As I bounced between social responsibilities, work, and personal responsibilities, I spent some time over in the Wikipedia this week.
I guess part of it is just a sense of duty. I use a lot of GPL software and expect to be tapping the public domain very soon for some upcoming projects. I’m not in a position yet to contribute anything back to the public domain.

But I get extremely annoyed at companies like Disney that see the public domain just as something to be appropriated without ever putting anything back into the pool that benefited them.

I can’t program, and at the moment all of my intellectual property is tied up by the rights of others. But I can write. And the Wikipedia has holes. My knowledge can fill in some of those holes.

So I would encourage anyone who has benefitted from GPL software (and if you use the Web, you’ve used Linux and benefitted from it, even if you’re a Windows-only kind of guy or gal) to head over to the Wikipedia and take a look around. Punch something into its search engine to see if you know anything it doesn’t know about. That even means useless trivia. Punch in your favorite sports team or your favorite band. If nothing comes up, add it. I find the Wikipedia to be strong on current events and current pop culture, and strong on things like presidential history where there are government documents in the public domain that can be appropriated, but not so strong on recent history.

Many wikipedia articles are elaborately written. I spent a couple of hours this morning researching and writing an entry on my great-grandfather’s boss, Mark Hanna. I’m sure even more work went into some of the others.
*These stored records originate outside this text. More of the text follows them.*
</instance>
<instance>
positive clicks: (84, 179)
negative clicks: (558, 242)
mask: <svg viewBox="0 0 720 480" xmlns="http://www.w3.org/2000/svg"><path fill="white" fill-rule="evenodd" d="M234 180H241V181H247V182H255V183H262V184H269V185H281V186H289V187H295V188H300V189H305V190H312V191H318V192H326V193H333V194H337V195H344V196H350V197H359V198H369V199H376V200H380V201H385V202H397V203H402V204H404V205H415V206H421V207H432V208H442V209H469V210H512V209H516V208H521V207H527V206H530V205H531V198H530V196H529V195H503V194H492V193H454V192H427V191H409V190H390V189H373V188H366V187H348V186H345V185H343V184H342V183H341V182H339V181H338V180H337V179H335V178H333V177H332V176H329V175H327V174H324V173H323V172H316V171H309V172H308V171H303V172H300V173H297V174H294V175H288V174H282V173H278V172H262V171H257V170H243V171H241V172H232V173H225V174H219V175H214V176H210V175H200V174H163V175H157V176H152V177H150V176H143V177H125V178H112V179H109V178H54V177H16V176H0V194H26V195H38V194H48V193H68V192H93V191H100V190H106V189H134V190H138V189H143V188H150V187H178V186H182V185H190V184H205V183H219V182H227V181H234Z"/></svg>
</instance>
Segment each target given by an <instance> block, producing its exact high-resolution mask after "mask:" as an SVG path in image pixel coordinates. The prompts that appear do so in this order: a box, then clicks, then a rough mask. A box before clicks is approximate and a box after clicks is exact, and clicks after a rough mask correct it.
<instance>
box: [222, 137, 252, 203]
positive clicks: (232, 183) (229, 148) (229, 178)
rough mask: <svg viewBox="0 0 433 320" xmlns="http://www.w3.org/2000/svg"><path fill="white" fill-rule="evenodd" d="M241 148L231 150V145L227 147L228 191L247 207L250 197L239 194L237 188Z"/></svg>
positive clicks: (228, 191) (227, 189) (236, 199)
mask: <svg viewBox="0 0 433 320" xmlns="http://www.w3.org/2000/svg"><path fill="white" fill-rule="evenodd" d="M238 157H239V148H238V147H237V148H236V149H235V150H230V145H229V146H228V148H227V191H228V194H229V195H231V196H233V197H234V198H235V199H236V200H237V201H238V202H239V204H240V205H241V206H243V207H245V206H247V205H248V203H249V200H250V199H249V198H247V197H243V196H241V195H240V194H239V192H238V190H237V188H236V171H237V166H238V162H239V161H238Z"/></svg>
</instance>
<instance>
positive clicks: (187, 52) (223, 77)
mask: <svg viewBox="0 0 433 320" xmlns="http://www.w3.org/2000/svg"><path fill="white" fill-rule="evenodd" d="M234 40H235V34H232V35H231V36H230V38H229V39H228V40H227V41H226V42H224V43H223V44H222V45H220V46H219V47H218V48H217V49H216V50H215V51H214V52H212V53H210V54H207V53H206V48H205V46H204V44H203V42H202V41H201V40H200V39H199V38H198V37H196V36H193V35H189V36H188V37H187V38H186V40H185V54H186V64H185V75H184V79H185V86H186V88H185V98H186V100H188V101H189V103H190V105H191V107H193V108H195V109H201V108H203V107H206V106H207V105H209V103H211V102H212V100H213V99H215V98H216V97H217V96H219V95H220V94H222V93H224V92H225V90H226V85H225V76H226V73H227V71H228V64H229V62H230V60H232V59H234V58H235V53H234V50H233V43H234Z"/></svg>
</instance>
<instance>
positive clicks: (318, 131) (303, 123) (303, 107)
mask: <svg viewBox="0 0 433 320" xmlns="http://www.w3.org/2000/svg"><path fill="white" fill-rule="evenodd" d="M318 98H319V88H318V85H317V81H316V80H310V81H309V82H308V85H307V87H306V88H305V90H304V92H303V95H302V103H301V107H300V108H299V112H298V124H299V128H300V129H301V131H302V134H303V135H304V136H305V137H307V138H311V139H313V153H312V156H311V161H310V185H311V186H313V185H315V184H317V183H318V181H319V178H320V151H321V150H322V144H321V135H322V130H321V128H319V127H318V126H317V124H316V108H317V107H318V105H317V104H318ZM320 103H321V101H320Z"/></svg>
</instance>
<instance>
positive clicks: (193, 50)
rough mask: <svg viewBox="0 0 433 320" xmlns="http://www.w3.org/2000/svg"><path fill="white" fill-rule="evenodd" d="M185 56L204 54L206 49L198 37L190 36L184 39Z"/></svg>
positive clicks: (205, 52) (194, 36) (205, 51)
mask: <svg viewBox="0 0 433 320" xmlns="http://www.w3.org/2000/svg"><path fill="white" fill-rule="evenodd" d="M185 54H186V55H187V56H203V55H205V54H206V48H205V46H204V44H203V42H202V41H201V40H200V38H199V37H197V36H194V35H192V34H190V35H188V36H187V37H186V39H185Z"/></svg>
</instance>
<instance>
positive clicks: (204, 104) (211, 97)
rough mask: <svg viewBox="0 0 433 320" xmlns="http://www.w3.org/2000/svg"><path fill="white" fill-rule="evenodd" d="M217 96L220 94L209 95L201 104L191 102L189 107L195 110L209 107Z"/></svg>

But if you’re old enough to remember encyclopedias that were printed on paper, you’ll remember that some encyclopedia articles gave little more information than your typical dictionary: Dates of birth and death and one notable achievement. On the Web, where storage space is unlimited and there’s no reason not to go into a fair amount of depth, these articles aren’t ideal. But they’re better than nothing. Someone else is more likely to expand on something that already exists than to create it.